What is AMP?
AMP is a way to build web pages for static content that render fast. AMP in action consists of three different parts:
AMP HTML is HTML with some restrictions for reliable performance and some extensions for building rich content beyond basic HTML. The AMP JS library ensures the fast rendering of AMP HTML pages. The Google AMP Cache can be used to serve cached AMP HTML pages.
AMP HTML is basically HTML extended with custom AMP properties.
AMP JS
The AMP JS library implements all of AMP's best performance practices, manages resource loading and gives you the custom tags mentioned above, all to ensure a fast rendering of your page.
Among the biggest optimizations is the fact that it makes everything that comes from external resources asynchronous, so nothing in the page can block anything from rendering.
Other performance techniques include the sandboxing of all iframes, the pre-calculation of the layout of every element on page before resources are loaded and the disabling of slow CSS selectors.
Google AMP Cache
The Google AMP Cache is a proxy-based content delivery network for delivering all valid AMP documents. It fetches AMP HTML pages, caches them, and improves page performance automatically. When using the Google AMP Cache, the document, all JS files and all images load from the same origin that is using HTTP 2.0 for maximum efficiency.
The cache also comes with a built-in validation system which confirms that the page is guaranteed to work, and that it doesn't depend on external resources. The validation system runs a series of assertions confirming the page’s markup meets the AMP HTML specification.
How does AMP work?
AMP pages can’t include any author-written JavaScript. Instead of using JavaScript, interactive page features are handled in custom AMP elements. The custom AMP elements may have JavaScript under the hood, but they’re carefully designed to make sure they don’t cause performance degradation.
External resources such as images, ads or iframes must state their size in the HTML so that AMP can determine each element’s size and position before resources are downloaded. AMP loads the layout of the page without waiting for any resources to download.
AMP uncouples document layout from resource layout. Only one HTTP request is needed to layout the entire doc (+fonts). Since AMP is optimized to avoid expensive style recalculations and layouts in the browser, there won’t be any re-layout when resources load.
AMP doesn’t let extension mechanisms block page rendering. AMP supports extensions for things like lightboxes, instagram embeds, tweets, etc. While these require additional HTTP requests, those requests do not block page layout and rendering.
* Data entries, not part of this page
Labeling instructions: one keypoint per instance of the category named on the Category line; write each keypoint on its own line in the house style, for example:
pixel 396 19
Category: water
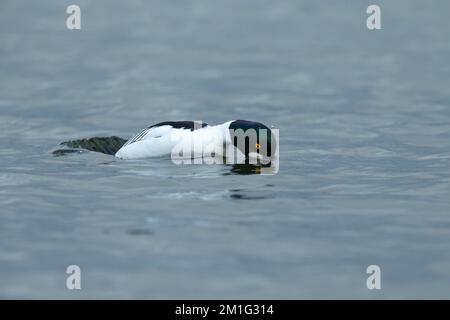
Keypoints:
pixel 364 119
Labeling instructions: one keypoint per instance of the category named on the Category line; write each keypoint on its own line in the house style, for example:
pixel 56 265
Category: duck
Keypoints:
pixel 239 139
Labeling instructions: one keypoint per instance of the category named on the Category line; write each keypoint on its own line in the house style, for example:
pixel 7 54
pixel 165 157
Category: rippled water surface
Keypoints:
pixel 364 119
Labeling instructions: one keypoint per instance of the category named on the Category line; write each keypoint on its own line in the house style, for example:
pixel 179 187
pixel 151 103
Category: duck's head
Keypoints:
pixel 254 139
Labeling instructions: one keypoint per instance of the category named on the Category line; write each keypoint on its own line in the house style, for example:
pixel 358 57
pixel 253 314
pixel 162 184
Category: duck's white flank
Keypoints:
pixel 166 140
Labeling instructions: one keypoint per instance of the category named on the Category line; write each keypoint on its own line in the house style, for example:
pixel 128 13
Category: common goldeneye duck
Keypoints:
pixel 240 139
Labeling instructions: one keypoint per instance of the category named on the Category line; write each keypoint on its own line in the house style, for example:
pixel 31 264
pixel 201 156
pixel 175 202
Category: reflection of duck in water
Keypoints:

AMP pages allow third-party JavaScript but only in sandboxed iframes. By restricting them to iframes, they can’t block the execution of the main page. Even if they trigger multiple style re-calculations, their tiny iframes have very little DOM.
CSS blocks all rendering, it blocks page load, and it tends to get bloated. In AMP HTML pages, only inline styles are allowed. This removes 1 or often more HTTP requests from the critical rendering path compared to most web pages.
The AMP system declares zero HTTP requests until fonts start downloading. This is only possible because all JS in AMP has the async attribute and only inline style sheets are allowed; there’s no HTTP requests blocking the browser from downloading fonts.
In AMP pages, all DOM reads happen first before all the writes. This ensures there’s the max of one recalc of styles per frame.
The rules for animation-related CSS ensure that animations can be GPU-accelerated. Specifically, AMP only allows animating and transitioning on transform and opacity so that page layout isn’t required.
AMP controls all resource downloads: it prioritizes resource loading, loading only what’s needed, and prefetches lazy-loaded resources.
When AMP downloads resources, it optimizes downloads so that the currently most important resources are downloaded first. Images and ads are only downloaded if they are likely to be seen by the user, above the fold, or if the user is likely to quickly scroll to them.